Rev. Bol. Quim vol.38 no.2 La Paz jun. 2021

https://doi.org/10.34098/2078-3949.38.2.2

FULL ORIGINAL ARTICLE

Absorbing capacity of starches of five food bolivian species

Capacidad absorbente de almidones de cinco especies bolivianas alimentarias

Fabiola R. Valdivieso¹

Patricia A. Mollinedo Portugal¹^*

^¹Food Chemistry Laboratory, Instituto de Investigaciones Químicas IIQ, Chemical Sciences Department, Facultad de Ciencias Puras y Naturales FCPN, Universidad Mayor de San Andrés UMSA, P.O. Box 303, Calle Andres Bello s/n, Ciudad Universitaria Cota Cota, phone +59122792238, La Paz, Bolivia. www.umsa.bo

Abstract:

Starches from five different botanical origins have been analyzed: potato (Solanum tuberosum), quinoa (Chenopodium quinoa), cassava (Manihot esculenta), wheat (Triticum aestivum) and rice (Oryza sativa) as standard sample. Moisture values, gelatinization characteristics, percentage of amylose and amylopectin, starch granule morphology and retrogradation established; to determine the relationship between them with the absorbent capacity of each starch

In the present paper, the retrograded quinoa starch was determined as the one with the maximum absorbing capacity. This starch presents the smallest starch granule, the highest relation of amylose and amylopectin (higher percentage of amylopectine), and a low degree of gelatinization.
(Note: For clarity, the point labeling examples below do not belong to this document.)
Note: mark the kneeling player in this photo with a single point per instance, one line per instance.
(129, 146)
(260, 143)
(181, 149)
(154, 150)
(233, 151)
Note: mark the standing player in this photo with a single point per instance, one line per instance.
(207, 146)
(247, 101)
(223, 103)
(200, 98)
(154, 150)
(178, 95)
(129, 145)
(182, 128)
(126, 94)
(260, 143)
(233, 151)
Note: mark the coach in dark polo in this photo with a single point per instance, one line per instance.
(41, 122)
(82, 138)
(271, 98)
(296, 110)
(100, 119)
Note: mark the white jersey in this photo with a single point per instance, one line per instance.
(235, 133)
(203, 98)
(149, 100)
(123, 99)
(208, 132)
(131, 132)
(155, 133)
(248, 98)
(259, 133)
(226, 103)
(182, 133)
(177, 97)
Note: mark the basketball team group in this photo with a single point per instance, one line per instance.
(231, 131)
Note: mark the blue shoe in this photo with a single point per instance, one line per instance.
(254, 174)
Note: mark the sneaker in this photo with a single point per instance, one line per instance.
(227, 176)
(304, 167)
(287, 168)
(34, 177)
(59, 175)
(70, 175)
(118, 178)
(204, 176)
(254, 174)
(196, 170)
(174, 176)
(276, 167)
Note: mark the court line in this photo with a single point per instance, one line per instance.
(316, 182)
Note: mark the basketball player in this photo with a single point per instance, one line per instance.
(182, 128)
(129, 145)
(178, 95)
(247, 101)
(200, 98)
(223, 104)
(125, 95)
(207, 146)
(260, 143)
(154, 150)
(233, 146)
In this type of starch, retrogression favors the absorption due to the breakage of the granules, which results in a greater contact surface, causing water molecules to be retained more easily in the structure as hydrogen bridges are formed. Even so, the rest of the starches have immediate absorbent capacity.

Keywords: Potato starch; Quinoa starch; Yucca starch; Wheat starch; Rice starch; Absorption; Starch structural characteristics; Morphology of starch granules; Retrogression

Resumen:

Se analizó almidones de cinco diferentes orígenes botánicos: papa (Solanum tuberosum), quinua (Chenopodium quinoa), yuca (Manihot esculenta), trigo (Triticum aestivum) y arroz (Oryza sativa) como muestra estándar. Se obtuvo valores de humedad, características de gelatinización, porcentaje de amilosa y amilopectina, morfología del gránulo de almidón y retrogradación, para determinar la relación entre las mismas con la capacidad absorbente de cada almidón.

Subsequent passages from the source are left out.